«Des Sénégalaises aux Sénégauloises » [ENG]

Ken BUGUL, Mame- Fatou NIANG, Alice DIOP and Bintou DEMBELE. 

 

Traduit par Nana BRUCE-AMANQUAH

De l’article 🇫🇷 ( « Des Sénégalaises aux Sénégauloises » ) par Maïlys Diogo

 

 

On Monday 7 October 2019, La Grande Afrique’s team made its way to Columbia Global Centers in Paris to listen to a talk about what it means to be a female Senegalese artist in France. The title of the round table was especially important, “Des sénegalaises aux sénégauloises” in French, which could be translated in English as “From Senegalese to Gallo-Senegalese”. Whether born in Senegal and later emigrating to France or being born in France to Senegalese parents, the artists each had to learn to grapple their own identities with their art. 
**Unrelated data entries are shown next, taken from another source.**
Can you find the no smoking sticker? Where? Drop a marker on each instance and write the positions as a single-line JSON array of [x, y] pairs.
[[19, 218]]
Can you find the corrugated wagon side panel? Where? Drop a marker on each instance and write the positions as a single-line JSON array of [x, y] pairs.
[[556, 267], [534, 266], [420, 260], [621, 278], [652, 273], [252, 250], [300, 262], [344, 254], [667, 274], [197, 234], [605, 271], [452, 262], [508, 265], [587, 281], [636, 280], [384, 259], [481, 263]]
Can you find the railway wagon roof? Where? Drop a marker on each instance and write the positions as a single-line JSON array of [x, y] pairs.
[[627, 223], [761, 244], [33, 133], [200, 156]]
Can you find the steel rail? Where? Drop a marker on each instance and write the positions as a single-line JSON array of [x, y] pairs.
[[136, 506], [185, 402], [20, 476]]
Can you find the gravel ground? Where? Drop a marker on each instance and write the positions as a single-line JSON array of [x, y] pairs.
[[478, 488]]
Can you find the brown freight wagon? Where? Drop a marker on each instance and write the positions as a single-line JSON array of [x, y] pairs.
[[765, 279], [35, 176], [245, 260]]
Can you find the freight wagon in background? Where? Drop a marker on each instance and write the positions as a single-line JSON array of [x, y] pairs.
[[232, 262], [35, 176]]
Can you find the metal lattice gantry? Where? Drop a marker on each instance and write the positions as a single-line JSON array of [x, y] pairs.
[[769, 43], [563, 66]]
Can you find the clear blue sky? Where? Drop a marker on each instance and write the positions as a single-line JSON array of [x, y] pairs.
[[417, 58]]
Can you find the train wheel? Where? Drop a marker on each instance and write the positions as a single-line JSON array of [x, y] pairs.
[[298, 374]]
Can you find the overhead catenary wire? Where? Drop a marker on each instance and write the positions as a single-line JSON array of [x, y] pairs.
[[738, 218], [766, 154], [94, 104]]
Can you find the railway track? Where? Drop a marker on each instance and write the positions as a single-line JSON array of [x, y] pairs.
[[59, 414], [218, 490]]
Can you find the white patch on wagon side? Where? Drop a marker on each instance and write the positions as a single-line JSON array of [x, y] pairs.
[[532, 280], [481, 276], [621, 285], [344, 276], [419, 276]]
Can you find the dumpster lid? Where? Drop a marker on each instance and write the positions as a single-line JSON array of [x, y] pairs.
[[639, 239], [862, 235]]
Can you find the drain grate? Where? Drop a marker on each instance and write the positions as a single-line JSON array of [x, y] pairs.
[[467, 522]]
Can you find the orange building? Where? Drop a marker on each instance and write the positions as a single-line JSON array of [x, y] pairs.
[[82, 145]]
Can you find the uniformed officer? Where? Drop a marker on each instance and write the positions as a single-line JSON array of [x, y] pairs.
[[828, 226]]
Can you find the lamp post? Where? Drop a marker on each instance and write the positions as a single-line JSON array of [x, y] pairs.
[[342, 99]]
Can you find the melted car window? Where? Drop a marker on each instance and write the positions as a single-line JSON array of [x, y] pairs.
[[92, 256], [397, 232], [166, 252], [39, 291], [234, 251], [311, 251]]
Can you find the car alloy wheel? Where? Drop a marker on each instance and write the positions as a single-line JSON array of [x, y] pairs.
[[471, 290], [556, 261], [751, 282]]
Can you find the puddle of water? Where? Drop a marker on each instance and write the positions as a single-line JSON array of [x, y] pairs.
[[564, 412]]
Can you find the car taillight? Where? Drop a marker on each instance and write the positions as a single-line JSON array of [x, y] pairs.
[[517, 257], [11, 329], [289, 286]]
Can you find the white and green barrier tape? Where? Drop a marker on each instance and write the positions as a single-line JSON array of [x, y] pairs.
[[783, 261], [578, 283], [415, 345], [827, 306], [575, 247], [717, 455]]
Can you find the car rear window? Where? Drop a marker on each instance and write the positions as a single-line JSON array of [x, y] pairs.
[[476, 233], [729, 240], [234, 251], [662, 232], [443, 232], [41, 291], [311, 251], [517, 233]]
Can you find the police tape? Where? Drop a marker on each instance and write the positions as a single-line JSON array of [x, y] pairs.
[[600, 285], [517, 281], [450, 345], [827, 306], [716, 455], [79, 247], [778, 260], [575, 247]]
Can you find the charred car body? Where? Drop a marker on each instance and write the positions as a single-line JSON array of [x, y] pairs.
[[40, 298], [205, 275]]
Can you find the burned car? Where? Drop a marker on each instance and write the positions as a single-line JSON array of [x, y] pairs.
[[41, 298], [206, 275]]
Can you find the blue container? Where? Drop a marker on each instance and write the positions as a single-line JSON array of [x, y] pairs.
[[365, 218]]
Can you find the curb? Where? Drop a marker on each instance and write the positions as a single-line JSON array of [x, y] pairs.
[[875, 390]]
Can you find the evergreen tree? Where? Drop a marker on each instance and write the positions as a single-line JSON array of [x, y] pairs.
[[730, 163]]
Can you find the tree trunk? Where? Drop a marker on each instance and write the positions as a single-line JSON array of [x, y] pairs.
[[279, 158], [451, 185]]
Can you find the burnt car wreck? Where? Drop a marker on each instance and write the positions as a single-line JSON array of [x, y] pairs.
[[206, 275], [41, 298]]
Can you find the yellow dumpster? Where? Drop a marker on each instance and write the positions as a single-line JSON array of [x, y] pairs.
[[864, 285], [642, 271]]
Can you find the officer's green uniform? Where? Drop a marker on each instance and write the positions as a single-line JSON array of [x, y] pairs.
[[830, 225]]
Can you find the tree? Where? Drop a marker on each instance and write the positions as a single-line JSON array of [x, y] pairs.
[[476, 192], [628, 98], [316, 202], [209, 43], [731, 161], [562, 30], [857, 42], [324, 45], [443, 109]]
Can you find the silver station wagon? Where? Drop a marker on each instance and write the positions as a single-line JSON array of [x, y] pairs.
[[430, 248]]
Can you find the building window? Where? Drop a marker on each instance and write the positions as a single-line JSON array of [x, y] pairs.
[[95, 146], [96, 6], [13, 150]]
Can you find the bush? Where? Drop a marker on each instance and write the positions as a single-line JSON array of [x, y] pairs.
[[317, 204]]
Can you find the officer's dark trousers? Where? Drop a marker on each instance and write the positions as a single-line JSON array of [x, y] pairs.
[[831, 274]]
The speakers included filmmaker of Mariannes Noires Mame-Fatou NIANG, fellow documentary filmmaker Alice DIOP, choreographer and artistic director Bintou DEMBELE, and writer Ken Bugul. Acclaimed journalist and author Rokhaya Diallo moderated the round table. 

Life stories

Ken BUGUL, whose pseudonym means in Wolof “the one whom no one wants”, kicked off the discussion telling her story of growing up in Senegal under French colonial rule. It is while interacting with French culture at school that she learned about her supposed white and blue-eyed ancestors. 

Next, Alice DIOP spoke of her experience as a french teenager of senegalese origin. Her 2007 documentary, Les Sénégalaises et la Sénégauloise, was made from what she described as the trauma she inherited from her parents, and their silence about the lives they had before moving to France. A trauma she says, that has made her “the orphan of a story that never happened.” 

The perception and the depiction of the black woman.

The two last speakers, Bintou DEMBELE and Mame-Fatou NIANG talked about the perception and the depiction of the black woman. NIANG, in particular, is interested in the outskirts of urban literature. She has long reflected upon this topic after noticing that the France represented in the media looked nothing like her. Rich in her experience in the United States as a student at Louisiana State University and as a lecturer in Pennsylvania, she criticized the fact that to be black and appear on television, one must be African-American.

With that criteria and the lack of representation, how are you supposed to even identify yourself, let alone be able to tell your own story? This was the question that DEMBELE posed, and according to the dancer, creating afro-feminist productions is also a form of self-care; especially in a time where, as Alice DIOP explained, being a black woman in France is enough to drive anyone crazy. 

What’s the main message?

The speakers closed the debate with the ubiquitously famous question: “where are you from?”. They spoke about the fact that being African doesn’t have to do with a certain skin color and that being black doesn’t equate to being African.

Furthermore, they talked about how, often, African creations are seen as others’ recreations, and how black characters always have to be exceptional in order to be recognized, like the kings in the well-known movies like Coming to America and Black Panther. In terms of moving forward,

Ken Bugul and Mame-Fatou Niang ended the discussion well when they reiterated the need to define ourselves for ourselves and to be defined as human beings first and foremost. Change is possible, however it also takes time.